Rice Genetics Newsletter, Vol. 17

Rgn17

3.	Dwarfism and reduced responses to gibberellic acid in transgenic rice plants expressing the Arabidopsis GAI gene, and the dominant negative allele gai
	X. FU, D.E. RICHARDs, N.P. HARBERD and P. CHRISTOU John Innes Center, Colney Lane, Norwich NR4 7UH, UK

Gibberellins (GAs) are tetracyclic diterpenoid hormones essential for plant growth and development. Mutants deficient for GA synthesis, perception and signal transduction have been isolated from a number of species, and the analysis of GA mutants in Arabidopsis has significantly advanced knowledge of the GA signaling pathway (Richards et al. 2000). Isolation of the Arabidopsis gai (gibberellic acid insensitive) mutant led to the cloning of the GAI gene (Peng et al. 1997). This encodes a transcription factor of the GRAS family, named after its three principal members: GAI, RGA and SCARECROW. The gai mutation is dominant to the wild type allele, and similar mutations have been identified in wheat and maize, causing genetically dominant dwarfism and reductions in the response to GA (Richards et al. 2000).

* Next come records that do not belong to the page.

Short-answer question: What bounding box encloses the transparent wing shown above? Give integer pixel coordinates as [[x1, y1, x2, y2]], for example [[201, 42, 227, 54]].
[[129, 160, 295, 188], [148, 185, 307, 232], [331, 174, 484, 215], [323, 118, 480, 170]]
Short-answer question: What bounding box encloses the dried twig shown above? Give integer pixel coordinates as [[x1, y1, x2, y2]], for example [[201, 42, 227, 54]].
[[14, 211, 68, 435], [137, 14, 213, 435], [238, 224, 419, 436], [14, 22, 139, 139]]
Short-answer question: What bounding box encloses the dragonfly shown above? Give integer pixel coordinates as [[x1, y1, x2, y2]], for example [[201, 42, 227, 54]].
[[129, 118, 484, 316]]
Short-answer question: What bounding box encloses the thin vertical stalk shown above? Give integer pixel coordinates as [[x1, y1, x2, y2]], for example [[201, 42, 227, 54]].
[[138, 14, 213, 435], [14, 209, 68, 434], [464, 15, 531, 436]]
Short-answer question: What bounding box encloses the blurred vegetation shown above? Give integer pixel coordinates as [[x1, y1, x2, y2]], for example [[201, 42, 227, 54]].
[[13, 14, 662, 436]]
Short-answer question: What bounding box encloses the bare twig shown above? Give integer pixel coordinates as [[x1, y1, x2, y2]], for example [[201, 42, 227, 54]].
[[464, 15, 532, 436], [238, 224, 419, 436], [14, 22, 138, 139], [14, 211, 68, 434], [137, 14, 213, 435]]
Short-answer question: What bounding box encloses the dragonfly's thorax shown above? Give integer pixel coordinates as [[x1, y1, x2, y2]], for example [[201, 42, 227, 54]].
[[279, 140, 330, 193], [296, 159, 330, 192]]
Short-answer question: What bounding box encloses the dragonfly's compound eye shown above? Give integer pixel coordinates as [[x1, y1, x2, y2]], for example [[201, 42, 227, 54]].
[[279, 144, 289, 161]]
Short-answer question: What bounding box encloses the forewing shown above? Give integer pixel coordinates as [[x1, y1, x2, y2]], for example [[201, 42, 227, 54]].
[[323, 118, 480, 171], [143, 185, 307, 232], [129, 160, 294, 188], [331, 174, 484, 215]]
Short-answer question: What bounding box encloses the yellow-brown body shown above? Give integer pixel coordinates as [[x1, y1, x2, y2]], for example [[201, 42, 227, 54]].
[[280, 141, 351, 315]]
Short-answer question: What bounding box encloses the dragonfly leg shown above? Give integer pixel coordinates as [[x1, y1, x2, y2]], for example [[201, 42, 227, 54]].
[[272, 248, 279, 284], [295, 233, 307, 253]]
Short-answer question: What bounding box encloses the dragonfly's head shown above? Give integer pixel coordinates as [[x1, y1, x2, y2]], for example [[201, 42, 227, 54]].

We generated transgenic rice plants carrying either the Arabidopsis dominant gai mutant allele or the normal wild type allele, GAI. We have previously reported dwarfism and reduced GA responses in transgenic Basmati rice expressing the mutant gai allele at a high level (Peng et al. 1999). More recently, however, we have demonstrated that even plants expressing very low levels of gai show severe dwarf phenotypes and lack a response to exogenously-supplied GA. This suggests that gai acts in a dominant negative manner, superimposing its activity over that of the wild type allele.

Surprisingly, high level expression of the wild type allele, GAI, also causes dwarfism

and reduced GA responses in rice, and the strength of the effect is proportional to the level of gene expression. Figure 1 shows the response to exogenously supplied GA in rice plants expressing the Arabidopsis GAI gene at low and high levels, in each case compared to a nontransformed wild type rice plant. As can be clearly seen, the dwarf phenotype resulting from low level GAI expression can be rescued by GA, whereas that caused by high level GAI expression cannot.

Since the dominant loss of function allele gai causes dwarfism and a reduced GA growth response in rice, it may seem surprising that overexpressing the wild type allele GAI has a similar effect. Furthermore, the phenotype of the gai transgene cannot be rescued by exogenous GA, whereas that of the GAI transgene can be rescued as long as it is expressed at low levels. These results confirm a derepressible repressor model, in which the normal function of the GAI protein is to suppress plant growth. In normal development, the activity of GAI is antagonized by GA. In plants where GAI protein is expressed as a transgene, the increased activity can be suppressed by increasing the doses of GA, at least up to a certain point. High level expression of GAI is resistant to GA, perhaps because the GA signaling pathway becomes saturated and there remains an excess of the active GAI protein. Presumably, the dominant gai allele encodes a repressor that cannot be antagonized by GA, so that even relatively low levels of the protein succeed in stunting plant growth (Richards et al. 2000).

These results indicate that the mechanism of GAI activity has been conserved over millions of years of plant evolution. The dominant GA-resistant allele from Arabidopsis (gai) can impose its repressive activity on the growth response genes in rice, and high level expression of the wild type allele has a similar effect. The resulting dwarf phenotypes are similar to those seen in the maize and wheat 'green revolution' genotypes (Peng et al. 1999), and it is hoped that similar increases in grain yield, at the expense of straw biomass, can be achieved in rice.

References

Peng, J.R., P. Carol, D.E. Richards, K.E. King, R.J. Cowling, G.P. Murphy and N.P. Harberd, 1997. The Arabidopsis GAI gene defines a signaling pathway that negatively regulates gibberellin responses. Genes & Dev 11: 3194-3205.

Peng, J.R., D.E. Richards, N.M. Hartley, G.P. Murphy, K.M. Devos, J.E. Flitham, J. Beales, L.J. Fish, A.J. Worland, F. Pelica, D. Sudhakar, P. Christou, J.W. Snape, M.D. Gale and N.P. Harberd, 1999. "Green revolution" genes encode mutant gibberellin response modulators. Nature 400: 256-261.

Richards, D.E., J.R. Peng and N.P. Harberd, 2000. Plant GRAS and metazoan STATs: one family? Bioessays 22: 573-577.